Oracle’s feud with Google goes all the way back to 2005 in some way or another, which explains some of why it has become the circus of craziness and courtroom posturing that it is today. A long history, though, doesn’t fully explain why this case has evolved into an all-out war with $9 billion and the future of open-source software and API, the bits of code that allow different programs and languages to communicate, at stake. That story is a lot more involved; a sticky tale of software compatibility dependencies and the moral question of what “fair use” is and what licenses in the open source world it may or may not apply to, as well as what particular bits of code may be copyrightable, even if they originated under such licenses.

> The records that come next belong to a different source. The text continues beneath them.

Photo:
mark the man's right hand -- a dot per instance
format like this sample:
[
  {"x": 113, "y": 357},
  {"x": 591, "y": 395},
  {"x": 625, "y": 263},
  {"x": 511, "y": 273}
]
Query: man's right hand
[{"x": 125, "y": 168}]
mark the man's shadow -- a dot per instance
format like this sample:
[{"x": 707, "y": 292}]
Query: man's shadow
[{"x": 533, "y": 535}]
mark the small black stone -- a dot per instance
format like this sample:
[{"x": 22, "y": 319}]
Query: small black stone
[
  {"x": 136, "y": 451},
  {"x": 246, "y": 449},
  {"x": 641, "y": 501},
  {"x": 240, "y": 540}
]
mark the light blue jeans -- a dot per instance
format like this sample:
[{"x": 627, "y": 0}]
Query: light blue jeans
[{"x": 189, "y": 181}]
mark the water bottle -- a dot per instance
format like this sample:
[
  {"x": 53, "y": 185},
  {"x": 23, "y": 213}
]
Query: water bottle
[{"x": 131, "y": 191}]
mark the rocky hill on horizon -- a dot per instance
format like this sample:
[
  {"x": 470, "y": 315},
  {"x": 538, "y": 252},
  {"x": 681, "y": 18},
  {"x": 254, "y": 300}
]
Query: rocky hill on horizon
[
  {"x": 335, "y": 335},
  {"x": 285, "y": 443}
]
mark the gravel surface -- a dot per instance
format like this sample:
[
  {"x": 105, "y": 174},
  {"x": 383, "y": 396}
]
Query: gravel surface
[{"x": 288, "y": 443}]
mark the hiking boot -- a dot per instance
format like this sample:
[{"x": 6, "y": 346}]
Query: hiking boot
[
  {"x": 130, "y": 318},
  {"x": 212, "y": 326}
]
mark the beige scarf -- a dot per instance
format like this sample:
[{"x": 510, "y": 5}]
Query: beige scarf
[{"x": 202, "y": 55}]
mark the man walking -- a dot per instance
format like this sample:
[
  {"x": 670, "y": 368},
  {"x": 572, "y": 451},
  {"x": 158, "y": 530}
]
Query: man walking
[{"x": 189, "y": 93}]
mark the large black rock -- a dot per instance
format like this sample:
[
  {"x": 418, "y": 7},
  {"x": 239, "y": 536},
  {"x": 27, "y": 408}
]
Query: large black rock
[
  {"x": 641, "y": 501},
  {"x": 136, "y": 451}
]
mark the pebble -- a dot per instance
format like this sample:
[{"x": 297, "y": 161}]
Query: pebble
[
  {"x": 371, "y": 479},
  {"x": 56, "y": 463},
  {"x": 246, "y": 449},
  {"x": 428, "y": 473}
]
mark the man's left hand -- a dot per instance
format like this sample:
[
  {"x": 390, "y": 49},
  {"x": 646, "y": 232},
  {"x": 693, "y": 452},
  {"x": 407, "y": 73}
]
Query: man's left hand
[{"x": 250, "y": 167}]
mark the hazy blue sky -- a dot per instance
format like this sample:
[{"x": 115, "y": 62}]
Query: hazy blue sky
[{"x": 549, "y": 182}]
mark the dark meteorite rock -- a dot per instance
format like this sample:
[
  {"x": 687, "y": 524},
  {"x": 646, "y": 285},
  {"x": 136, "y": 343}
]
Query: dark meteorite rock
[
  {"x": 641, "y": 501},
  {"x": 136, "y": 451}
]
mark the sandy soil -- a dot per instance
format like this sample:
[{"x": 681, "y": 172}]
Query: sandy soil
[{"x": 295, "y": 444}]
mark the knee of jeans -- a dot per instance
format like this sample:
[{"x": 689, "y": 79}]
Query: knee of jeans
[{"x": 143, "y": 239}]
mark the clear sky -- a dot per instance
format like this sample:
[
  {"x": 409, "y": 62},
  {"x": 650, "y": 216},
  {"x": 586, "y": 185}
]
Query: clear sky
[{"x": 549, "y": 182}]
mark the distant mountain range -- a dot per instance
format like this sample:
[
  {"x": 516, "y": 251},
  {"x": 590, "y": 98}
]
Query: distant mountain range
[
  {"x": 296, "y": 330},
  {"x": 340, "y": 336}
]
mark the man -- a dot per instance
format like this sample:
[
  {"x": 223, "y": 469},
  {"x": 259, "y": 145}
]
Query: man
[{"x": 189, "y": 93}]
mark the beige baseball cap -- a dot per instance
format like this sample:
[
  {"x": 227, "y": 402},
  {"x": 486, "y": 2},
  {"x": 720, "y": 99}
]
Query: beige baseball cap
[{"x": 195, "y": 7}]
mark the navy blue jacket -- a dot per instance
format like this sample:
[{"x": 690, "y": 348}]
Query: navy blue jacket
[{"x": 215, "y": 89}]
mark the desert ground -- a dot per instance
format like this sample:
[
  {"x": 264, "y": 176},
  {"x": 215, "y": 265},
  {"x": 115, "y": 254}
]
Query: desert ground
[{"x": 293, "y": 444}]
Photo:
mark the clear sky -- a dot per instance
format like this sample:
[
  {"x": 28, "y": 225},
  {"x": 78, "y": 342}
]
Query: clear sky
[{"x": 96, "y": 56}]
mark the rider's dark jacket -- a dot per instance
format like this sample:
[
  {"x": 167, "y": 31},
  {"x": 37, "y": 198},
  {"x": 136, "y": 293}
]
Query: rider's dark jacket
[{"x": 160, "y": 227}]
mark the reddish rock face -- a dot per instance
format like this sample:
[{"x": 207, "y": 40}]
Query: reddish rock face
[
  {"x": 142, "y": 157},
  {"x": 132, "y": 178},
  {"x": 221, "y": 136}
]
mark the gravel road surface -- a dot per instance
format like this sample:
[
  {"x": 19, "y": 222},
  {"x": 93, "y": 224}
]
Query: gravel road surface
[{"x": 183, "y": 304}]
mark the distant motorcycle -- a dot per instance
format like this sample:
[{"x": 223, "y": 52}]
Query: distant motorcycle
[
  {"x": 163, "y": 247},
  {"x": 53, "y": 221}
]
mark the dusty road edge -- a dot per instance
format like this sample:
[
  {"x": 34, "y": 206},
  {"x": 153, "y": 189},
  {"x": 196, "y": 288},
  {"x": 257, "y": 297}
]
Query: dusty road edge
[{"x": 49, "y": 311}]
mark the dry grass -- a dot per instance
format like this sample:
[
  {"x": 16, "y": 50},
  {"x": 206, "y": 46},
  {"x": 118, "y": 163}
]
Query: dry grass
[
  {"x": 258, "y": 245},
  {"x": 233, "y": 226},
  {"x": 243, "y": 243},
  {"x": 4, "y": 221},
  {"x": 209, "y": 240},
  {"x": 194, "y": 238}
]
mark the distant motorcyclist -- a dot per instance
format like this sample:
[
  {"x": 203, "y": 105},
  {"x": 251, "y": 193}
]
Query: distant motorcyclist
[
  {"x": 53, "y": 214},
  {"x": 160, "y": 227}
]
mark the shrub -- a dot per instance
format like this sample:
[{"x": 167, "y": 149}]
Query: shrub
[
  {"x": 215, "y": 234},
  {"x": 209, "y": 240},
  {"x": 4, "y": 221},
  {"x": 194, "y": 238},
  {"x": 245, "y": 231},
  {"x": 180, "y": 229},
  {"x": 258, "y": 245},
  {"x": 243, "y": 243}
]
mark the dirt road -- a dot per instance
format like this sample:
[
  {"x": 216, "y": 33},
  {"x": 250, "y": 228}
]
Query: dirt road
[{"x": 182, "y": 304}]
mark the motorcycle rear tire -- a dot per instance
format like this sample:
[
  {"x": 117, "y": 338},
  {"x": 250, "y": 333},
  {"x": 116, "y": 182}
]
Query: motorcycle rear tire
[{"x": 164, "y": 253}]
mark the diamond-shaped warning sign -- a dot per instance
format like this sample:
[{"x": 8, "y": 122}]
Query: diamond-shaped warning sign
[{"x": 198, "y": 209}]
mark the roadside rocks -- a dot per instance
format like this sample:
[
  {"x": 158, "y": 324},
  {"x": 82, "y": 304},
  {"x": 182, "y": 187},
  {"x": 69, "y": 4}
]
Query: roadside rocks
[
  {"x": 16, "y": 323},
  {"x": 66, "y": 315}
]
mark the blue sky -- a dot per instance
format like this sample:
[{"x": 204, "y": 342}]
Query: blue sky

Back in 2005, Google originally bought Andy Rubin’s Android startup. During the development of Android leading up to the release of the HTC Dream in 2008, Rubin was in talks with Google about how to approach development, whether it should be through the C++ language or the widely used and easy to use Java language, of which only some parts were open-source and license free. In the end, after trying to negotiate with Sun for a full license and never quite reaching an agreement, they went with Java but decided to try to avoid using non-free components by creating a Java-compatible virtual machine, called Dalvik. In 2010, Google was beginning to see Android hit its stride. This is about a year after Oracle bought out Sun and inherited Java. All of the parts of Java that Google was using were covered under applicable open-source licenses, but the question of the day was whether some custom-developed parts, the APIs, could be used freely. In July of that year, Oracle and Google met up to discuss legal implications and allegations of copyright infringement. Google begins looking into alternatives to Java, but can’t find anything suitable. Thus, Oracle goes forward with a lawsuit later in that year. After Google gets some of Oracle’s patents thrown out on the grounds that they should have never been issued, the two appear in court multiple times, with damage estimates being adjusted constantly, and are even court-ordered to have their CEOs meet to discuss settlement. That talk and many others about settlement wound up breaking down, leading us to where we are today.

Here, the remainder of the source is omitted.